“Intersubjectivity and Otherness In the Experience of Childbirth: Psychoanalysis and Transcendental Phenomenology”

30 octobre 2024

“Intersubjectivity and Otherness In the Experience of Childbirth: Psychoanalysis and Transcendental Phenomenology,” In: Andreas Gonçalves LIND, Ana Paula PINTO, Dominique LAMBERT (eds), The Process of Becoming Other in the Classical and Contemporary World, Palgrave Studies in Otherness and Communication, Cham, Palgrave Macmillan, 2024, p. 175-191.

Abstract : The childbirth is an exemplary experience to revive and deepen our understanding of the process of becoming other. The phenomenological descriptions of childbirth indicate that if there is an intersubjectivity at work from the time of pregnancy, its nature is completely paradoxical, since the other in myself (ego), psychically invested by the mother, is not another self (alter ego), but a different self (the infans [lat. without speech]) that the pregnant woman once was, prior to the acquisition of language, receiving first aid and reassurance.
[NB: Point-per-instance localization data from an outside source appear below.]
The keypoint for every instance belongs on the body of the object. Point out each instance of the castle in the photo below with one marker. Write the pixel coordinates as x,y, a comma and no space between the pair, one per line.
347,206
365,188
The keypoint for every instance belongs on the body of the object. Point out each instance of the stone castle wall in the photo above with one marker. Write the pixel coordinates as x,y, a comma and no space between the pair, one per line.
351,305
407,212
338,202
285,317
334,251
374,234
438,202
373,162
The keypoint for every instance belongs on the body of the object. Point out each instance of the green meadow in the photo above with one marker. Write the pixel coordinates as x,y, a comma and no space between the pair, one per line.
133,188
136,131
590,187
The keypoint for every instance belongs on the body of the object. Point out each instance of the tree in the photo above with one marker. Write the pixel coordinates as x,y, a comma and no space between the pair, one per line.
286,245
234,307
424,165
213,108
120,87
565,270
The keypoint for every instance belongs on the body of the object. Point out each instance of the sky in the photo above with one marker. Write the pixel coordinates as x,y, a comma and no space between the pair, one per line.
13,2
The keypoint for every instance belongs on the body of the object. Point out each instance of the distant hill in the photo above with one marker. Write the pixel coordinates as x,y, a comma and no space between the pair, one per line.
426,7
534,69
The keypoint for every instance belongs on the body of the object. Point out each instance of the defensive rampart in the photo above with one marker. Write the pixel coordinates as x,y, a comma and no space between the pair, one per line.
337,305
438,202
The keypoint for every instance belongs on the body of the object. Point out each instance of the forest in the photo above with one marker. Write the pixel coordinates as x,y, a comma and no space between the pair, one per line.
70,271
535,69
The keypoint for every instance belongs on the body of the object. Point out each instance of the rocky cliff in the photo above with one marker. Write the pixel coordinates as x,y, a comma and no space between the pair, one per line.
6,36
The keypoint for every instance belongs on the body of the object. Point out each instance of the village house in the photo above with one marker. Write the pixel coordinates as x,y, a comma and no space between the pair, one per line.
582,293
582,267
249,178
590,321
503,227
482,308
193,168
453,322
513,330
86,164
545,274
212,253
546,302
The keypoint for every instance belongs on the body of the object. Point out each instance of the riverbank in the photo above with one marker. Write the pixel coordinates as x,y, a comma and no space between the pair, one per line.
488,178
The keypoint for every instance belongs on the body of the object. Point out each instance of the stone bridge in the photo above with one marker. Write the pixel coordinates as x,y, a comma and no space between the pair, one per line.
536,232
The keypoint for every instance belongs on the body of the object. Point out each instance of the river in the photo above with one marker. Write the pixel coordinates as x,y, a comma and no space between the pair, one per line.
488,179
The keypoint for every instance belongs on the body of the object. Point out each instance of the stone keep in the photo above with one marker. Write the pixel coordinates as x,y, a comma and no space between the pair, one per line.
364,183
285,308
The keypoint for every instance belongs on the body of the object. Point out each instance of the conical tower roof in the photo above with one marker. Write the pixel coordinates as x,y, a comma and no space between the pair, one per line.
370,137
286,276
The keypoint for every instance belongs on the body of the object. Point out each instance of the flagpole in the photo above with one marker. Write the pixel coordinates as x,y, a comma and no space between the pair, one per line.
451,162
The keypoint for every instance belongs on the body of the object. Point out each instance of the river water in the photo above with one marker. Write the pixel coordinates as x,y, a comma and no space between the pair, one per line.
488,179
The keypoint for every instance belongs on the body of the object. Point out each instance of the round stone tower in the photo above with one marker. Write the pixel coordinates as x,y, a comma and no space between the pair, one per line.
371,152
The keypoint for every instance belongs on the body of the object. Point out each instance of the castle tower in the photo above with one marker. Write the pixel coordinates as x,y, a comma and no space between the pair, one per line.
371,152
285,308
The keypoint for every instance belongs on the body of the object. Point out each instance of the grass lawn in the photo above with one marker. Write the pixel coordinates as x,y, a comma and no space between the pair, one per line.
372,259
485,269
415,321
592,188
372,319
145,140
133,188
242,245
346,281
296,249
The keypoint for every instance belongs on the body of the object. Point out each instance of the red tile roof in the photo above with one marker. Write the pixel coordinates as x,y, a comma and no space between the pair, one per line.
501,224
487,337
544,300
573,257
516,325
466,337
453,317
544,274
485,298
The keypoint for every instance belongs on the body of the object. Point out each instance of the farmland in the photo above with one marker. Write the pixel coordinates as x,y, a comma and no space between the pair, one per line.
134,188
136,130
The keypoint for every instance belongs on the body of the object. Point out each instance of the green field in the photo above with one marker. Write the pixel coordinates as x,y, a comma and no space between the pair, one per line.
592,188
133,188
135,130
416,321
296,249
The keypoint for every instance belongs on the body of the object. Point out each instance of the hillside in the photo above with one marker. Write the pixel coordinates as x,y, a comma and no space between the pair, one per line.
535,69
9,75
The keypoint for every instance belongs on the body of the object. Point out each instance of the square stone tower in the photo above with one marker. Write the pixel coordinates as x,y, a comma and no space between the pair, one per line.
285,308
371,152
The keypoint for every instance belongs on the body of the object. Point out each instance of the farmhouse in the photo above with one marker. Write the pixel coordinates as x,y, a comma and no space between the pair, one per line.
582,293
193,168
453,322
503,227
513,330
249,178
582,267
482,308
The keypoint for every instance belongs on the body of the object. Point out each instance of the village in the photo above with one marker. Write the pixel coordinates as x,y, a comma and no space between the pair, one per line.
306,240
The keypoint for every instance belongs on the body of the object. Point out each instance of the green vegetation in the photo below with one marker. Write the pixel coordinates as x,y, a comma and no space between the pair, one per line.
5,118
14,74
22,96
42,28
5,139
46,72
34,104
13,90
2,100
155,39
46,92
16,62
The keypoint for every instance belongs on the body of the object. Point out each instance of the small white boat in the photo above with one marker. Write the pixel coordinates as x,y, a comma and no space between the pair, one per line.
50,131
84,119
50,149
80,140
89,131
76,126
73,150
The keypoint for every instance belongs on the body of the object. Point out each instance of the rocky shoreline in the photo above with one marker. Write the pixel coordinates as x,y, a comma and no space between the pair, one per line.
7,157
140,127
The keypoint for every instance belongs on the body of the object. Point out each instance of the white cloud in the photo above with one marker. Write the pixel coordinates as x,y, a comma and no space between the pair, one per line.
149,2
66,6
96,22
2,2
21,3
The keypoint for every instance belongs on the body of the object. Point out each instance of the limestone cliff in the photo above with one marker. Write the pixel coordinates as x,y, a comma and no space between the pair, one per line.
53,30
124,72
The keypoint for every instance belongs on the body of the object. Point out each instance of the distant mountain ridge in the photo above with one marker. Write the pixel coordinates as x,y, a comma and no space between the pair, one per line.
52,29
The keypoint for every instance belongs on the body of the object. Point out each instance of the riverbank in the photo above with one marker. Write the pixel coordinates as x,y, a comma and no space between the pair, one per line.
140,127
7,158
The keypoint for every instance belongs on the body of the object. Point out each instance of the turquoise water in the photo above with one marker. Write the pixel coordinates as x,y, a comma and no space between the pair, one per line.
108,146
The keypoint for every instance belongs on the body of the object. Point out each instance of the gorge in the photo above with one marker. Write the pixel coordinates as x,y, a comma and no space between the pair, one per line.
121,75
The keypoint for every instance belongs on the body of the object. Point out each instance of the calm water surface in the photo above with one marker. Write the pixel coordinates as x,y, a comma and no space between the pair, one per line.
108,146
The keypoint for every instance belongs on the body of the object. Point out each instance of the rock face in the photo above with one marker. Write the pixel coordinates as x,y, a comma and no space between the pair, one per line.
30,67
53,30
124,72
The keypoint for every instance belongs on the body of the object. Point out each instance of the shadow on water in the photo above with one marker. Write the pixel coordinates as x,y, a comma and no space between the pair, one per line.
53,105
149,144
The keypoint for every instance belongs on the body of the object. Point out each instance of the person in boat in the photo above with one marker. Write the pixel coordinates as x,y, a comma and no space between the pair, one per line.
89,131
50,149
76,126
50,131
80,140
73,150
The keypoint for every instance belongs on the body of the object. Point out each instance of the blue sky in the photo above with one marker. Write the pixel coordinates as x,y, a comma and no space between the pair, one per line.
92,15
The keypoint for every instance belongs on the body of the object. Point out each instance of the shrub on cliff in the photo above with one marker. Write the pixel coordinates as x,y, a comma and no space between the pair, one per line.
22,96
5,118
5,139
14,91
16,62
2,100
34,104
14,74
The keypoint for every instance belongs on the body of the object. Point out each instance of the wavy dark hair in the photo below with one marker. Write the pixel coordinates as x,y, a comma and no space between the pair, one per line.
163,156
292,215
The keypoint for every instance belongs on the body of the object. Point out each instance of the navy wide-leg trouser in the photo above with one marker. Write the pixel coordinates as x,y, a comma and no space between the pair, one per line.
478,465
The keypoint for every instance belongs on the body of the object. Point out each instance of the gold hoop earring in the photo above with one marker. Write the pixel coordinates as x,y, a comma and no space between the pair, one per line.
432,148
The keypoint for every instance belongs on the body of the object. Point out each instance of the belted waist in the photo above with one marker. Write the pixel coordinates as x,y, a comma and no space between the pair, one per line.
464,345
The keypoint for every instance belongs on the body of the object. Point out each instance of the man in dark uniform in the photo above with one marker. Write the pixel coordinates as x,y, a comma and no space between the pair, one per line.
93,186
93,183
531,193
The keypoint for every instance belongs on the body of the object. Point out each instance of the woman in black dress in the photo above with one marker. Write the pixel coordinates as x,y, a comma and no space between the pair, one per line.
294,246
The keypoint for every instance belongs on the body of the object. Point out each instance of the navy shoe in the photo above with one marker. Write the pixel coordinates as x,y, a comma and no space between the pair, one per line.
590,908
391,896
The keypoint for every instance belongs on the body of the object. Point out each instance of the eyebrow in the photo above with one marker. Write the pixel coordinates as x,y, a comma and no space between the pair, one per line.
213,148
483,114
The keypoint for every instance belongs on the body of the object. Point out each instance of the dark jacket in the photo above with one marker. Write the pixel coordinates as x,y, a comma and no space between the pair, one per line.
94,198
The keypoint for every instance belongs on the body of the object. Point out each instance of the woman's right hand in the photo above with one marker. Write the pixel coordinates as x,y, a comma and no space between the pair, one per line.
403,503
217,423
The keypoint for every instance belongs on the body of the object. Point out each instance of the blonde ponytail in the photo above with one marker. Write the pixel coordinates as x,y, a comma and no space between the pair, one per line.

These descriptions confirm the assertion of the Cartesian Meditations that “the other, first in itself (the first ‘not-me’), is the other me”. However, if this first object (the other me) invested by the mother is a condition of her maternal solicitude (Intropathy [germ. Einfühlung]), its paradoxical nature also indicates all the ambivalence of maternal passion.

Our contribution will set itself the task of describing the outcome of this passion, from the point of view of maternal subjectivity, in this space which is at the limit of the inside and the outside, of the intrapsychic and intersubjective, until the mother recognizes her child as a self-existing subject, differentiated from the one she once was. The experience of transformation of the maternal gaze transforms her herself profoundly to the point that she will be able to say at the end: I perceive myself as the same me who has become other in alterities which are alterations. The instinctual, passive, affective, and constitutive intentionality of maternal subjectivity will also be the occasion to initiate a real thought of transcendence of which the other/Other constitutes the impulse and the motive. In fact, intropathy is the basis of the internal ethical attitude, a condition for the possibility of a good enough relationship between the mother and her child, then within any present and future human community.